The generated cells were then injected through the RWM and after 4 weeks, were observed
to migrate past the membrane that contained perilymph and endolymph. Some of the transplanted
cells migrated into the scala media, however once there, they failed to transform
into hair cells. Furthermore, only a few cells were identified to have integrated
to the site where hair cells were originally lost.[25] The findings from this study were consistent with the previous study that transplanted
hiPSCs through the round window niche. Results from this study showed that 4 weeks
after transplant, the cells expressed auditory hair cell markers and SGN markers.[34] A study performed in vivo transplantation of inner ear organoids in an adult mammal.

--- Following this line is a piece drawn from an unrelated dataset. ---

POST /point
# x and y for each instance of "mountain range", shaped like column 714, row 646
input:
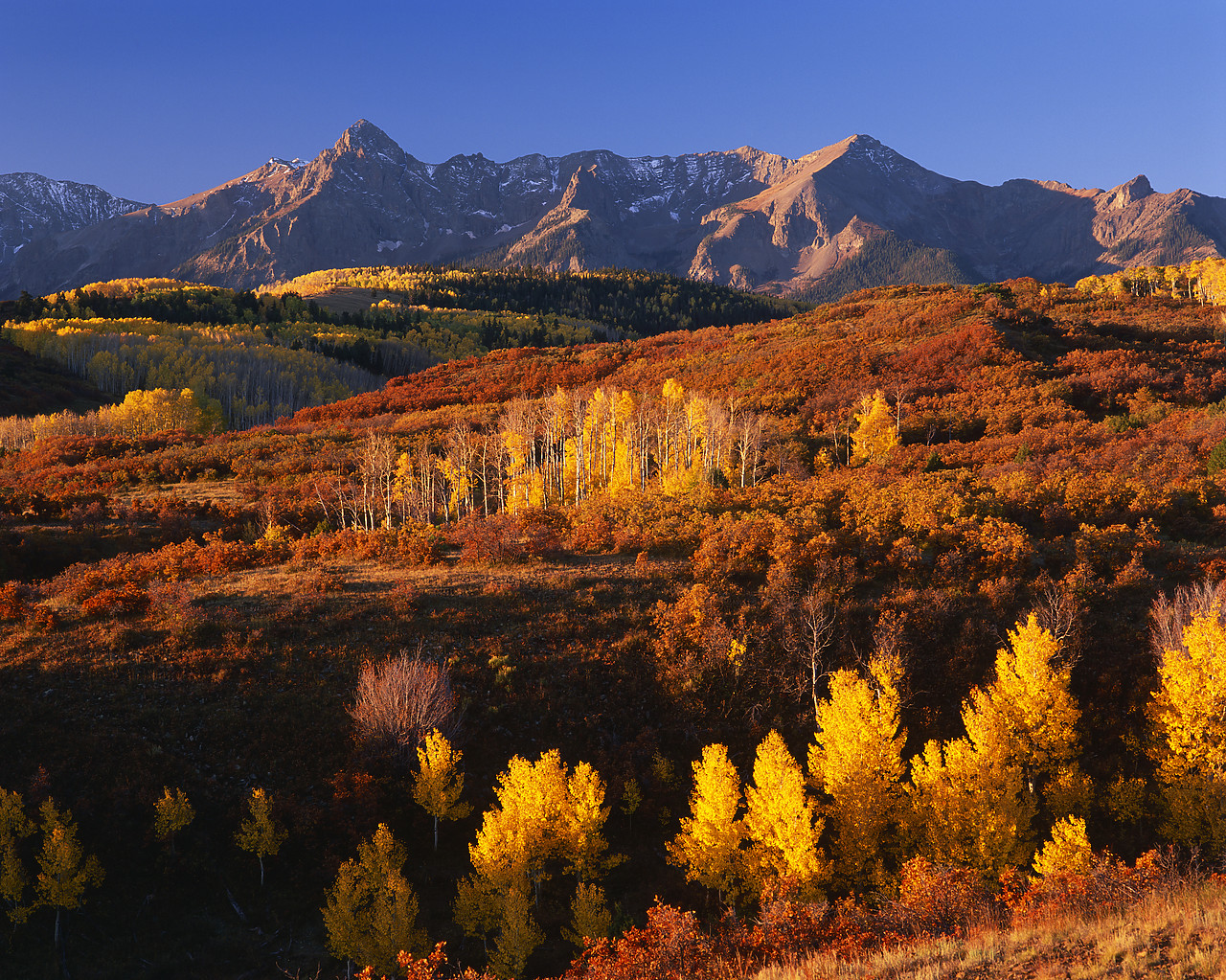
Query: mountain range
column 853, row 214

The high potassium level in the endolymphatic compartments can easily damage or kill
transplanted stem cells thus the researchers injected the cells into the scala tympani
at the basal turn by cochleostomy, which maintained an intact bony rim between the
injection point and the round window. Cyclosporine was used as a pretreatment to induce
immunosuppression and it was observed that the grafted cells localized preferentially
within damaged regions of the cochlea. It was also demonstrated that hair cell progenitor
cells engrafted into the cochlea and were able to survive as cochlear sensory epithelium.[1]
Use of PSC built organoids to replace and repair damaged sensory epithelium and neurons
could potentially be curative for these conditions. Indeed, thus far, experiments
have shown that transplantation of early PSC-derived otic progenitors has been successful,
although the long-term viability and function of these transplants remain unclear.[4] Currently only a few early-adopting laboratories are investigating the potential
of organoids. More widespread investigation and use of these novel experimental modalities
are needed to increase our understanding about human inner ear pathophysiology and
potentially develop treatment modalities for inner ear disorders. To this end, we
will discuss the current state of organoid research.
Organoid Creation
Organoids are human pluripotent stem cells (hPSCs) which are cultured in a way to
replicate in vivo embryological development ([Fig. 4]).[35] To begin, hPSCs are aggregated in low-binding plates treated with extracellular
matrix proteins (Matrigel) to promote epithelialization of the surface. Next, a series
of key growth factors that control molecular signaling pathways are introduced in
a stepwise fashion, such as TGF, FGF, Wnt, and BMP ([Fig. 5]).[36] This series of signaling molecules induce the formation of non-neural ectoderm (NNE),
otic-epibranchial progenitor (OEP) domain, and otic placodes in sequential order.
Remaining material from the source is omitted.